Zur Verkehrssituation am geplanten Standort für den neuen Kindergarten am Lindachsgraben in Wiesentheid soll es einen Ortstermin mit der Polizei und dem Staatlichen Straßenbauamt geben. Wie der Zweite Bürgermeister Harald Rößner in der Sitzung des Gemeinderats mitteilte, hat er bei den Behörden deswegen angefragt.

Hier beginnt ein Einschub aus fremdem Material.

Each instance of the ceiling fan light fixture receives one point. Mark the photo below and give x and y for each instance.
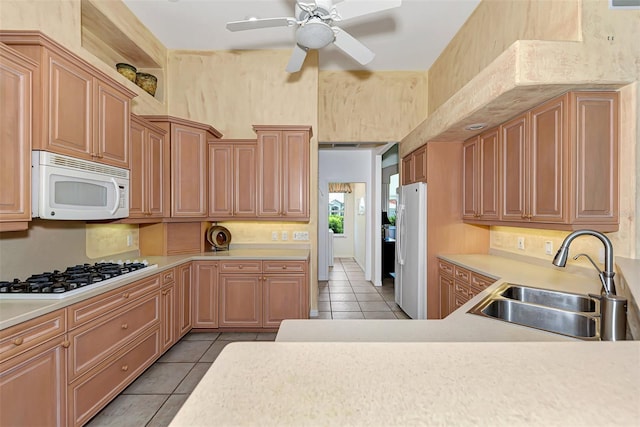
(314, 34)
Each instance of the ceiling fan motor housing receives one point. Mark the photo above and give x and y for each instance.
(314, 34)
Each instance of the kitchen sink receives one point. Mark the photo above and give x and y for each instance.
(549, 298)
(569, 314)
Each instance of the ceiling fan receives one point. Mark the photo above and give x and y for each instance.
(316, 27)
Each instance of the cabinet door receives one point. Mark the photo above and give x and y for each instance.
(489, 175)
(514, 152)
(295, 174)
(184, 299)
(244, 179)
(37, 377)
(446, 294)
(112, 126)
(168, 310)
(269, 174)
(15, 139)
(157, 175)
(594, 156)
(220, 180)
(470, 179)
(240, 300)
(205, 295)
(407, 170)
(188, 172)
(137, 174)
(282, 296)
(548, 162)
(420, 165)
(70, 112)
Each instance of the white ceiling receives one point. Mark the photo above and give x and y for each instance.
(410, 37)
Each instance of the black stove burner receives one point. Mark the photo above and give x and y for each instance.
(72, 278)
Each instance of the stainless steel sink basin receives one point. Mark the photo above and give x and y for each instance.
(548, 319)
(549, 298)
(569, 314)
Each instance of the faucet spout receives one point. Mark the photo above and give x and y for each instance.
(606, 276)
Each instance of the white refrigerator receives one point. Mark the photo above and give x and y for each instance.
(411, 250)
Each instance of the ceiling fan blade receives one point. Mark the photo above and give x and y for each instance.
(297, 59)
(352, 47)
(252, 24)
(353, 8)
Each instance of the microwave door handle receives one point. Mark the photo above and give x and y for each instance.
(117, 201)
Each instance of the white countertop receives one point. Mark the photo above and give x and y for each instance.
(403, 384)
(16, 311)
(462, 370)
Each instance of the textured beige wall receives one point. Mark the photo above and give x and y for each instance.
(490, 30)
(233, 90)
(358, 106)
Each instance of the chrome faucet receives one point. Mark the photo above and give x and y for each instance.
(606, 276)
(613, 308)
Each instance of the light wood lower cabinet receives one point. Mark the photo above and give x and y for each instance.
(113, 338)
(33, 358)
(458, 285)
(250, 293)
(205, 294)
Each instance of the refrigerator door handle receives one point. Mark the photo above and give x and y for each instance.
(400, 230)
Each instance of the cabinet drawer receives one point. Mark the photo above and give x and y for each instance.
(92, 392)
(461, 289)
(241, 266)
(480, 282)
(462, 274)
(24, 336)
(90, 309)
(111, 332)
(445, 268)
(169, 276)
(283, 266)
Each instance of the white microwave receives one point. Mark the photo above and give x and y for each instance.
(64, 187)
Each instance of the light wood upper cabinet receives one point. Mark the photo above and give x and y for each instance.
(414, 166)
(283, 172)
(232, 179)
(188, 159)
(79, 111)
(16, 73)
(558, 166)
(481, 176)
(149, 175)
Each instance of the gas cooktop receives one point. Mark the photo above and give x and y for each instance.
(74, 280)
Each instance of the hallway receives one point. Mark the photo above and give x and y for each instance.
(347, 295)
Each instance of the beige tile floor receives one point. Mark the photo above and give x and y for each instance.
(157, 395)
(346, 295)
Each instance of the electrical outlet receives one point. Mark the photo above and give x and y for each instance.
(301, 235)
(548, 247)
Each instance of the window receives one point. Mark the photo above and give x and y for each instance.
(392, 203)
(336, 212)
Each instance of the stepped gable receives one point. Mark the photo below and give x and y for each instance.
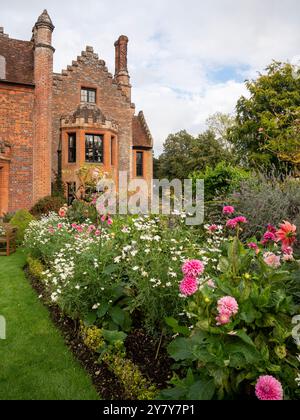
(141, 134)
(19, 60)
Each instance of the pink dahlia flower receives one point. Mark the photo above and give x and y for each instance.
(212, 228)
(232, 223)
(253, 245)
(223, 319)
(287, 234)
(241, 219)
(188, 286)
(62, 212)
(269, 237)
(193, 268)
(272, 260)
(268, 389)
(271, 228)
(228, 210)
(228, 305)
(211, 284)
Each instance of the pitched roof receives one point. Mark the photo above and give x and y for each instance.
(19, 59)
(141, 133)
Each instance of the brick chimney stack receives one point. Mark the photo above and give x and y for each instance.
(121, 72)
(43, 78)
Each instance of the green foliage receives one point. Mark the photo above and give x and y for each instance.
(265, 200)
(184, 154)
(21, 220)
(35, 267)
(8, 216)
(48, 204)
(80, 211)
(225, 361)
(221, 180)
(92, 337)
(136, 387)
(266, 132)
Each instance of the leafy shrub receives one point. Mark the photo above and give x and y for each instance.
(221, 180)
(80, 211)
(35, 267)
(92, 337)
(8, 216)
(268, 200)
(228, 346)
(48, 204)
(135, 385)
(21, 220)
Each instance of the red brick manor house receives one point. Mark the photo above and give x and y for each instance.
(53, 122)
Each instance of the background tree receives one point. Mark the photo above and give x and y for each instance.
(184, 154)
(219, 124)
(267, 131)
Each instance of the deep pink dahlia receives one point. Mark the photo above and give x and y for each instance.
(212, 228)
(271, 228)
(228, 210)
(241, 219)
(193, 268)
(269, 236)
(231, 224)
(228, 305)
(188, 286)
(223, 319)
(269, 389)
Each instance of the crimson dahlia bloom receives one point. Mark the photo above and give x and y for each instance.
(188, 286)
(193, 268)
(268, 389)
(228, 210)
(286, 234)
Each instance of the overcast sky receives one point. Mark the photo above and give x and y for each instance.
(187, 59)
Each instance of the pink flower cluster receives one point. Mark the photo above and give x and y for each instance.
(191, 269)
(272, 260)
(228, 210)
(268, 389)
(83, 228)
(106, 218)
(188, 286)
(227, 307)
(233, 223)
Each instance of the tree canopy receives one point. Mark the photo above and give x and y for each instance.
(267, 127)
(184, 154)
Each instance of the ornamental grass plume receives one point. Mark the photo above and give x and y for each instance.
(188, 286)
(193, 268)
(268, 389)
(228, 210)
(228, 305)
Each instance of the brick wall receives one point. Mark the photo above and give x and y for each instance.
(16, 127)
(89, 71)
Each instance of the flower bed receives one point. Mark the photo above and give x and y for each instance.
(229, 304)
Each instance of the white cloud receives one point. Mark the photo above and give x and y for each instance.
(174, 48)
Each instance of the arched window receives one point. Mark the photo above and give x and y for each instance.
(2, 67)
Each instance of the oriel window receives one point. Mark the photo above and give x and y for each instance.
(88, 95)
(93, 148)
(139, 164)
(72, 148)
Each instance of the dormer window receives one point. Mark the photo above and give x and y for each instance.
(2, 67)
(88, 95)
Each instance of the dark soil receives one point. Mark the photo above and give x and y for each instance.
(141, 349)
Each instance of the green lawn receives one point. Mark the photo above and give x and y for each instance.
(35, 364)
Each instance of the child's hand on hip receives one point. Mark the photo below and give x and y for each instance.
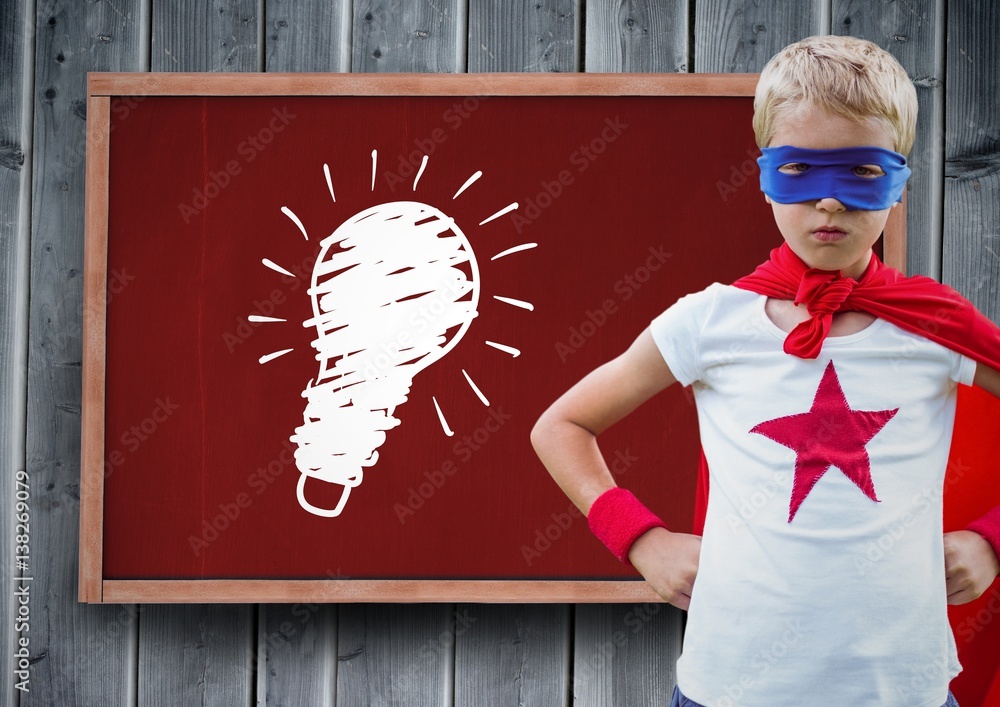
(669, 563)
(970, 565)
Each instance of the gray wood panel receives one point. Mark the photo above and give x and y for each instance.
(85, 654)
(512, 655)
(972, 169)
(637, 36)
(400, 654)
(913, 33)
(310, 36)
(193, 35)
(397, 654)
(297, 643)
(625, 654)
(422, 35)
(200, 654)
(297, 655)
(741, 35)
(15, 181)
(524, 35)
(196, 654)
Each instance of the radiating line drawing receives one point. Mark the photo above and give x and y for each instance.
(394, 288)
(468, 182)
(515, 249)
(329, 181)
(475, 389)
(295, 219)
(515, 302)
(276, 267)
(506, 349)
(272, 356)
(420, 171)
(444, 423)
(505, 210)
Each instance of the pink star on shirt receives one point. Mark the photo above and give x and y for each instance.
(830, 434)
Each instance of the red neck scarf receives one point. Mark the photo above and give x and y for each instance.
(918, 304)
(936, 312)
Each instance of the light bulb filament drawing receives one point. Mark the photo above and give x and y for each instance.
(394, 288)
(391, 302)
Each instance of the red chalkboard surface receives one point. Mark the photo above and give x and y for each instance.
(580, 211)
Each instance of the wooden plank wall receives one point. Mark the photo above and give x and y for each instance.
(463, 654)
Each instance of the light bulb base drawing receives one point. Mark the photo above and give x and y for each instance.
(394, 289)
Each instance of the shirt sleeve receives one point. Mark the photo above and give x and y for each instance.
(677, 333)
(963, 369)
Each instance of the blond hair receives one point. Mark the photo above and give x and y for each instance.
(846, 76)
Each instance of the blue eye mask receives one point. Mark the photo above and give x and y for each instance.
(830, 173)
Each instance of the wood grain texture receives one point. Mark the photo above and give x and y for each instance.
(742, 35)
(399, 654)
(204, 654)
(95, 306)
(513, 655)
(297, 655)
(411, 36)
(625, 654)
(84, 654)
(637, 35)
(523, 35)
(296, 644)
(196, 655)
(355, 591)
(397, 84)
(15, 182)
(910, 32)
(306, 36)
(193, 35)
(971, 260)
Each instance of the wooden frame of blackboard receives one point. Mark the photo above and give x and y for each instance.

Kürzlich hatten Anlieger dort ein Treffen mit den Gemeindevertretern veranlasst. Als Hauptpunkt dabei stellte sich die Zufahrt zu dem Grundstück heraus, das zwischen der Ortsmitte und dem Wohngebiet Lindachsgraben liegt. Der künftige Kindergarten hat zwei Trassen zur Zufahrt, wobei eine davon eine Einbahnstraße ist. Ein Kritikpunkt von einigen Anliegern war, dass die Ausfahrt auf die stark befahrene Nikolaus-Fey-Straße erfolgen müsse. Zudem hätten die Straßen in der Siedlung, die zum möglichen Hort führen, nicht durchgehend Gehwege.

Eine knappe Mehrheit hatte sich im Rat für den Standort ausgesprochen und diesen den Vorzug gegenüber einem Platz in Nähe der Kreuzkapelle gegeben. Unweit davon befindet sich die neue Kinderkrippe.

In der Beratung beantragte Ratsmitglied Otto Hünnerkopf, dass die anwesende Gesamtleiterin der Wiesentheider Kindergärten zum vorgesehenen Standort, Ulrike Schwanfelder, das Wort bekommen solle. Kürzlich beim Thema Waldkindergarten habe man Leiter und Träger mit einbezogen, hier nicht, monierte er. Sie verzichtete jedoch auf eine öffentliche Aussage. Zum einen habe der Träger um Zurückhaltung gebeten. Gleichzeitig sei sie Anwohnerin am Lindachsgraben.

Außerdem wurde in der Sitzung wurde der Antrag der Tennisabteilung des TSV/DJK Wiesentheid behandelt. Dabei geht es um einen Zuschuss für die Sanierung der Tennisplätze in Verbindung mit dem Bau eines Wirtschaftsgebäudes. In einer früheren Sitzung hatte der Markt Wiesentheid dem Verein dafür einen Zuschuss von 121 000 Euro zugesagt.

Der Verein müsste außerdem noch rund 60 000 Euro aus eigener Tasche dazu steuern, was er nicht stemmen könne, so Abteilungsleiter Matthias Phau. Deswegen bitte man die Gemeinde um einen höheren Zuschuss. Die Räte wiesen auf die Zuschussrichtlinen der Gemeinde für Vereine hin, daran müsse man sich aus Gründen der Gleichbehandlung halten.

Bei der Debatte stellte sich heraus, dass noch verschiedene Punkte zu klären sind, wie etwa der Gegenwert des Tennisheims. Erst dann könne man entscheiden, hieß es.